Souvenirs, souvenirs, Je vous retrouve dans mon cœur, Et vous faites refleurir, Tous mes rêves de bonheur !

Je n'ai pas écrit cet article mais je me souviens de la Casa Miguel ! Je me souviens du vieil homme dans l'arrière cuisine, son "homme" ? Miguel ?! Malade, râlant, balancé sur un rocking chair, la télé à fond parce qu'il était sourd, tandis que Mme trottinait pour servir les clients. Fallait voir les clients ! Jusqu'à ce que des vedettes de la télé décident de fréquenter le restau !
Le restaurant le moins cher du monde -dixit le Livre Guinness des records- se trouve à Paris. Pour le prix du supplément de moutarde du Fouquet' s les presque sans-le-sou peuvent s'offrir un repas complet à la Casa Miguel.

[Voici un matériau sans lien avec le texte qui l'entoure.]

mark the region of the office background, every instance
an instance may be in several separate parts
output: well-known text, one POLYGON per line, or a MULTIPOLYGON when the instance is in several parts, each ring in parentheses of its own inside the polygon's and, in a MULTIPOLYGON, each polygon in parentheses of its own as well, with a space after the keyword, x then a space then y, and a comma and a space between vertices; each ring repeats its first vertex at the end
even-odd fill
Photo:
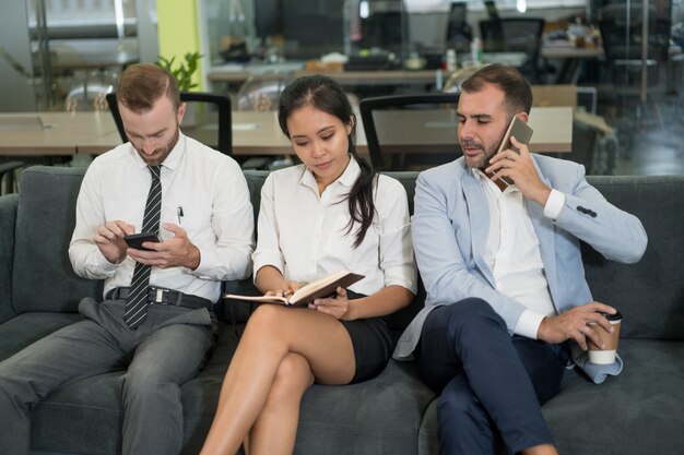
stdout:
MULTIPOLYGON (((624 1, 503 0, 463 3, 465 16, 455 17, 447 0, 38 0, 10 2, 0 15, 0 111, 50 111, 69 108, 69 100, 89 100, 116 84, 118 74, 134 61, 160 56, 180 58, 202 53, 196 75, 199 89, 233 97, 264 85, 258 77, 220 77, 216 74, 273 74, 279 86, 306 62, 346 56, 347 68, 405 70, 410 61, 423 69, 444 67, 448 49, 457 63, 472 58, 470 41, 481 38, 479 24, 491 17, 542 17, 544 39, 567 38, 574 25, 598 29, 599 11, 624 1), (470 35, 447 39, 453 21, 470 35), (356 65, 356 67, 354 67, 356 65), (213 76, 212 76, 213 75, 213 76)), ((682 24, 680 1, 650 2, 664 17, 671 49, 679 48, 682 24)), ((632 22, 638 23, 636 15, 632 22)), ((461 34, 462 35, 462 34, 461 34)), ((614 132, 612 173, 684 173, 680 137, 681 48, 663 65, 649 67, 646 98, 640 74, 622 77, 608 59, 579 62, 570 83, 595 89, 595 113, 614 132), (617 75, 615 74, 617 73, 617 75)), ((536 83, 552 83, 564 67, 562 58, 544 58, 536 83)), ((326 67, 328 68, 328 67, 326 67)), ((441 75, 444 80, 448 73, 441 75)), ((567 82, 567 81, 564 81, 567 82)), ((278 85, 276 84, 276 85, 278 85)), ((358 98, 437 92, 439 81, 345 86, 358 98)), ((81 103, 80 109, 89 103, 81 103)), ((73 104, 72 104, 73 106, 73 104)), ((610 151, 609 151, 610 152, 610 151)), ((597 168, 597 172, 601 171, 597 168)))

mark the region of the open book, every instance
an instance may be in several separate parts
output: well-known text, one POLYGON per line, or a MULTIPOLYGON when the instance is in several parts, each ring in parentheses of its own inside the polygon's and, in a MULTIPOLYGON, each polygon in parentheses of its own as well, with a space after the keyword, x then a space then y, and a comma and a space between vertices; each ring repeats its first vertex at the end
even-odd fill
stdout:
POLYGON ((262 303, 280 303, 285 306, 304 307, 318 298, 330 297, 335 294, 338 287, 346 288, 359 279, 364 275, 341 271, 314 283, 302 286, 296 292, 287 297, 278 296, 238 296, 235 294, 224 294, 226 299, 247 300, 262 303))

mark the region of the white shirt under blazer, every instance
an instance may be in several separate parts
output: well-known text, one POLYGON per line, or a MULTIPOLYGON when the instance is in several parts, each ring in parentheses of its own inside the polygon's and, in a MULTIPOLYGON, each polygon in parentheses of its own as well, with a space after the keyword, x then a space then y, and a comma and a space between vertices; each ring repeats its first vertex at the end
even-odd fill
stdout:
POLYGON ((354 249, 355 232, 346 194, 361 173, 352 157, 338 180, 319 195, 311 171, 304 165, 269 175, 261 189, 255 276, 276 267, 287 280, 309 283, 342 270, 365 275, 350 286, 363 295, 398 285, 416 291, 406 192, 388 176, 378 175, 374 189, 375 218, 364 241, 354 249))

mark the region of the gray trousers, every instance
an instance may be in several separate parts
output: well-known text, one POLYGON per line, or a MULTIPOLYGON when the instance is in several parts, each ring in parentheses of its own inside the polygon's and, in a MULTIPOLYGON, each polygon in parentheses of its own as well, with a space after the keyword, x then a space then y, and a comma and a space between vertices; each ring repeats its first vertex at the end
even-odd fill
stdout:
POLYGON ((76 379, 128 367, 123 382, 122 454, 180 453, 180 384, 203 367, 217 325, 205 309, 149 306, 131 331, 126 301, 83 299, 83 321, 63 327, 0 362, 0 454, 28 454, 31 411, 76 379))

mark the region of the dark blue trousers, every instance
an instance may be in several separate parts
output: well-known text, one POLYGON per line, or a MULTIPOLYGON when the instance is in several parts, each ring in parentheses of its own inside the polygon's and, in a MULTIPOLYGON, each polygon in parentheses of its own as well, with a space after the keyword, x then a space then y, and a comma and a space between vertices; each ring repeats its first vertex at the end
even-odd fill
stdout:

Lundi 16 décembre, les Restaurants du Coeur reprendront du service. Durant tout l'hiver ils dispenseront aux indigents un repas frugal provenant des surplus de la communauté européenne, des dons d'entreprises ou de ceux de particuliers. L'opération caritative imaginée par Coluche peut laisser penser que la faim qui tenaille les plus démunis n'a cours qu'une fois la période hivernale venue. En fait, le besoin de manger vous tourmente les douze mois de l'année. Vérité toute crue à laquelle répond la Casa Miguel sise au 48 de la rue Saint-Georges tout près de l'église Notre-Dame-de-Lorette dans le IXe arrondissement de Paris. Dans ce tout petit restaurant, pour un franc de moins que ce que vous a coûté le journal que vous lisez actuellement, il vous sera proposé un repas complet qu'accompagnera un quart de vin rouge. En complément vous profiterez de l'amabilité d'une des plus vieilles grands-mères encore en activité.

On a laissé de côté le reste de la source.